Re: parent/child rows in solr

Rahul Singh-3
What’s your SLA? It seems that you have two problems - finding correlated information that’s in a hierarchy and potentially displaying it.

I feel your desire to conflate the two is forcing you down a specific path. Often times in complex scenarios I’ve found that an index like Solr is better for the search and not necessarily the storage or display.

The question I have is : what’s your application workflow?
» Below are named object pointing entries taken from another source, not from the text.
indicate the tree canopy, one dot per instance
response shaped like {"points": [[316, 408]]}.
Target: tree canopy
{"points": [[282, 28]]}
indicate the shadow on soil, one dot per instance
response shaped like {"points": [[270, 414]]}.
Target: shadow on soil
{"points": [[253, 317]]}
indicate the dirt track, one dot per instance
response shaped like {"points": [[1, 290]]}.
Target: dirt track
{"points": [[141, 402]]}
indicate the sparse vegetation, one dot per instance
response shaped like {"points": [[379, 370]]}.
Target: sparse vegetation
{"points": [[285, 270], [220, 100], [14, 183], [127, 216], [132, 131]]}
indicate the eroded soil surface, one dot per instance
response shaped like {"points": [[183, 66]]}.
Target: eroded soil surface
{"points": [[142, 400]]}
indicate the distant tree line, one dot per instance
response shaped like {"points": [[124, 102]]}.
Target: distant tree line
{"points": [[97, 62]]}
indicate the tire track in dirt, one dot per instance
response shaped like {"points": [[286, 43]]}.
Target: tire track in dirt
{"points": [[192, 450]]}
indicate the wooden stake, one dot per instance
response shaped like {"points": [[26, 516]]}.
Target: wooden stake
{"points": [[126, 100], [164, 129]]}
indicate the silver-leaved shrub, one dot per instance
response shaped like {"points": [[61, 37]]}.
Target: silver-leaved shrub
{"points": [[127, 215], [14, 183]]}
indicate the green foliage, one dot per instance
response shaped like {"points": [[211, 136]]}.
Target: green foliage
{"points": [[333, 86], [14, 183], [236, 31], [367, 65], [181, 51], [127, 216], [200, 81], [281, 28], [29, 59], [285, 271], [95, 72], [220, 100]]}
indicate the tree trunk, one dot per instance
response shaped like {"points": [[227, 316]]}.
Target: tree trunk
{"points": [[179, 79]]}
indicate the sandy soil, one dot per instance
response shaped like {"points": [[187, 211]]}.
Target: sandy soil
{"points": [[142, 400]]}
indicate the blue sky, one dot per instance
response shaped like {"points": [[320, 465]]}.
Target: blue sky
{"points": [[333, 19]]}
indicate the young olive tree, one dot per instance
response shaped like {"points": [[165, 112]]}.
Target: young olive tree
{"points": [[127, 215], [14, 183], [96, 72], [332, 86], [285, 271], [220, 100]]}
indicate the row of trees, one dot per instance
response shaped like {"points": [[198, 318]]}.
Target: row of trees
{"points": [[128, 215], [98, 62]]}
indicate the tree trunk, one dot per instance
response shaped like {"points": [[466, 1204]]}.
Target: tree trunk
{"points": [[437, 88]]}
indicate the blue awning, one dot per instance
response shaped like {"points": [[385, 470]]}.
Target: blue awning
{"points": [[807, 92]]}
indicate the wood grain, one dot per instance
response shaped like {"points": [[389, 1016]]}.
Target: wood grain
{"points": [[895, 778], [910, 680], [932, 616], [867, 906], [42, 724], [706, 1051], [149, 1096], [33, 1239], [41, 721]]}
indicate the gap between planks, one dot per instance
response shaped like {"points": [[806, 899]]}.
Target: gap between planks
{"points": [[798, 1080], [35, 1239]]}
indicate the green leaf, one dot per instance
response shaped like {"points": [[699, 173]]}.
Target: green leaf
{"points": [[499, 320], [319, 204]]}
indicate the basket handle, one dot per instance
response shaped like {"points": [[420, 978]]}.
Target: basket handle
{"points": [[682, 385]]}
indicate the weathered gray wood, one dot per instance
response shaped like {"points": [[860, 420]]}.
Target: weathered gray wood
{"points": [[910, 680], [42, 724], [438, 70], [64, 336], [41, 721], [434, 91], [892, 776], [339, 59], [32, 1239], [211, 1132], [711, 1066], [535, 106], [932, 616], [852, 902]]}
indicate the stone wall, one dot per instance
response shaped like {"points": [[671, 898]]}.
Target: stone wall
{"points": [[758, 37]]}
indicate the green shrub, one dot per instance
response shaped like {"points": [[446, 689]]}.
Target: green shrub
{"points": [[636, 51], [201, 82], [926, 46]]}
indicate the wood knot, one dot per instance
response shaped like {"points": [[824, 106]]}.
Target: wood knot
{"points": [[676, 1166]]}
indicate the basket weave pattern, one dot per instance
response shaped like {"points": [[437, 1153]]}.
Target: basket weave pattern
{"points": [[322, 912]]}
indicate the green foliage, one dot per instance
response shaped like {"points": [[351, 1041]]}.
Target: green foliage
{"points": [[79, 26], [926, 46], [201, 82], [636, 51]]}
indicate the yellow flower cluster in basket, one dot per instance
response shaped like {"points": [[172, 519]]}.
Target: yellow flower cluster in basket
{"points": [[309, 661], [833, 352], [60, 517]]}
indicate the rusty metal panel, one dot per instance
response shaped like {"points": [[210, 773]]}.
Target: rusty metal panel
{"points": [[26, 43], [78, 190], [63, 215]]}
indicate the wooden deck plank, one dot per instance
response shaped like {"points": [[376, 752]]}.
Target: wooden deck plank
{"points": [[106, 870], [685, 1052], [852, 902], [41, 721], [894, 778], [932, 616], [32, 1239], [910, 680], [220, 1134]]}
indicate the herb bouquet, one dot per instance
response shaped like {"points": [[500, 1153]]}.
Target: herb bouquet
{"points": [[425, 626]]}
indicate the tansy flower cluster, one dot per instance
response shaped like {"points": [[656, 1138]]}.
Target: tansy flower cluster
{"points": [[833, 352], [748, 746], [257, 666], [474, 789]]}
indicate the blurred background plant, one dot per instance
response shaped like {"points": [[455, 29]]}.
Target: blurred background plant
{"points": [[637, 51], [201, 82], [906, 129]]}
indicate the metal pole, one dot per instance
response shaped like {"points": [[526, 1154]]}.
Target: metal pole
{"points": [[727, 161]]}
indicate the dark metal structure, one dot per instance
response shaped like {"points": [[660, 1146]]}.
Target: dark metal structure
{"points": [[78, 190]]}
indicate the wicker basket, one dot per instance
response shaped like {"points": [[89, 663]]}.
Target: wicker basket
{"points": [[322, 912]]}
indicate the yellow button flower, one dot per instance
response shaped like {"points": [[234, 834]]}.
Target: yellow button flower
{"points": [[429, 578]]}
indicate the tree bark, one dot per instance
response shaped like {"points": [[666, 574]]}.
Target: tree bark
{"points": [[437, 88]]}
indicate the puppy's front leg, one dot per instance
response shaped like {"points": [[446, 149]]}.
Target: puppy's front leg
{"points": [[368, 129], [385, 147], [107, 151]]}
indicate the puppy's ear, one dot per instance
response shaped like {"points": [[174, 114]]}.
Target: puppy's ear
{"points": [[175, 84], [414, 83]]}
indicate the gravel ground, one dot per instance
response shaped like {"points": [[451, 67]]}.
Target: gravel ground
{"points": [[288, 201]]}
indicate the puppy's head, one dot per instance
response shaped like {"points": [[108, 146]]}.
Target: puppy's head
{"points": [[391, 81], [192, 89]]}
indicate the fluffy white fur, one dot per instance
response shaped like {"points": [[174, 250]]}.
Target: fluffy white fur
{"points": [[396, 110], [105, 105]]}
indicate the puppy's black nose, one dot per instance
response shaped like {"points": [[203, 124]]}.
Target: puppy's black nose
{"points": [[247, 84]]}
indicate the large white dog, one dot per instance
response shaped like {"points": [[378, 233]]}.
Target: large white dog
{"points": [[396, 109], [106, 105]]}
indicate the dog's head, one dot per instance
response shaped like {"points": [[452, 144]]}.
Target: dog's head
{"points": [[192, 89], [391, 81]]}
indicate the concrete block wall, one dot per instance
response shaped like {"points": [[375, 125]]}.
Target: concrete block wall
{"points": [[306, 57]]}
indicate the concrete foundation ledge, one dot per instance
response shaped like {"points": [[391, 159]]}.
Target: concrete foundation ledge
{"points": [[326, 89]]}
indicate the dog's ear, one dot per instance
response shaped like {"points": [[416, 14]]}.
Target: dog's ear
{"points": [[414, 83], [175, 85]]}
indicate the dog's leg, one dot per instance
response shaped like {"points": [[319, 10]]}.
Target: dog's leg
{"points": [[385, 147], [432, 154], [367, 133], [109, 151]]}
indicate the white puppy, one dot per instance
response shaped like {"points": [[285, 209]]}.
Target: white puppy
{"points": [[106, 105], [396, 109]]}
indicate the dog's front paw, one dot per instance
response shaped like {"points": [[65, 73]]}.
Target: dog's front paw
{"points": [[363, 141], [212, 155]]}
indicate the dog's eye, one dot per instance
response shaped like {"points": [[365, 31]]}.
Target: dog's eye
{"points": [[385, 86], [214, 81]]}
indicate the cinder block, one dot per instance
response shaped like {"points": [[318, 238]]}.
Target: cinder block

Who is querying this data? How are they expecting to see it? How fast do they need that data?

I understand what you’ve described (which seems to be a non functional requirement ) of what you want to do but in order to help it would be helpful for me at least to know how the data is ingested,
Enhanced, and retrieved.

In terms of data volume, you may consider indexing all data , but not storing all of it. This makes sure you aren’t duplicating data that isn’t an awful waste of space.

Rahul Singh
Chief Executive Officer
m 202.905.2818

Anant Corporation
1010 Wisconsin Ave NW, Suite 250
Washington, D.C. 20007

We build and manage digital business technology platforms.
On Sep 11, 2018, 11:23 PM -0400, John Smith <[hidden email]>, wrote:

> On Tue, Sep 11, 2018 at 11:05 PM Walter Underwood <[hidden email]>
> wrote:
>
> > Have you tried modeling it with multivalued fields?
> >
> >
> That's an interesting idea, but I don't think that would work. We would
> lose the concept of "rows". So let's say child1 has col "a" and col "b",
> both are turned into multi-value fields in the solr index. Normally in sql
> we can query for a specific value in col "a", and then see what the
> associated value in col "b" would be, but we can't do that if we stuff the
> col values in multi-value; we can no longer see which value from col "a"
> corresponds to which value in col "b". I'm probably explaining that poorly,
> but I just don't see how that would work.